Respiratory burst oscillations in human neutrophils and their correlation with fluctuations in apparent cell shape.

Neutrophils pretreated with phorbol 12-myristate 13-acetate (1-10 nM) and stimulated with low concentrations of chemotactic agonists (1-10nM) exhibited a marked increase in respiratory burst activity that was characterized by regular oscillations. These were accompanied by parallel oscillations in turbidity having the same phase and period. Four different agonists, f-Met-Leu-Phe, complement fragment C5a, platelet-activating factor, and leukotriene B4, induced virtually identical oscillations, with mean periods of 7.9 +/- 0.6 s (respiratory burst) and 7.9 +/- 0.8 s (turbidity) at 37 degrees C. No burst oscillations were observed at high agonist concentrations (50-100 nM) unless the fungal metabolite 17-hydroxywortmannin was added prior to stimulation. In the absence of phorbol 12-myristate 13-acetate, the respiratory burst activity was inhibited by 17-hydroxywortmannin, the protein kinase C inhibitor staurosporine, and calcium depletion, while agonist-dependent turbidity changes including the oscillations were unaffected.
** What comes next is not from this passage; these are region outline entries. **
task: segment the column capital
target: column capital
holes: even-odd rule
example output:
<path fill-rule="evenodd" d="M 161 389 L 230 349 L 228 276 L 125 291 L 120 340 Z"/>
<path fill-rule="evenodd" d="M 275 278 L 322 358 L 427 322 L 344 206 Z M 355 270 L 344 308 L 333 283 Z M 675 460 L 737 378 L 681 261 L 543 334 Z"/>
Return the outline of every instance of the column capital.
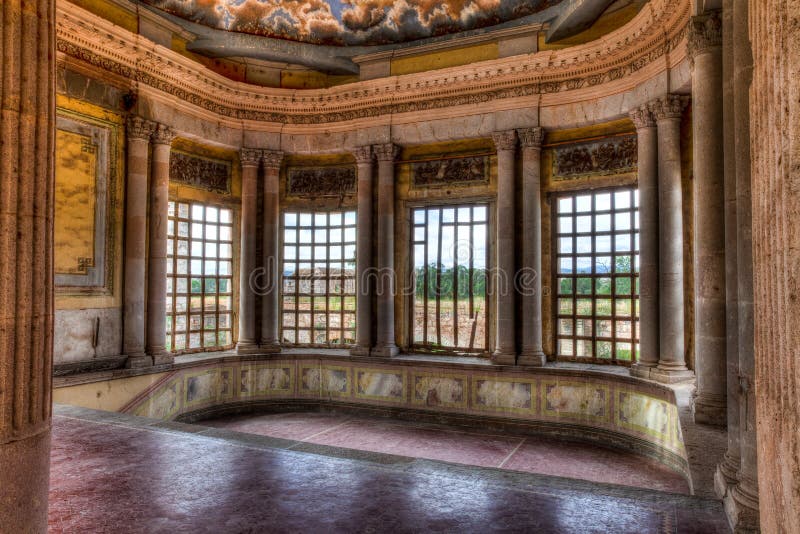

Turbidity changes reflect corresponding changes in cell size and/or shape, suggesting that cyclic alterations in morphology such as lamellipod extension and retraction physically affect the catalytic efficiency of the membrane-bound burst enzyme NADPH-oxidase. The oscillations appear to be controlled via receptor-dependent activation mechanisms which do not involve PKC activation or the rise in internal calcium presumably derived from phospholipase C activation.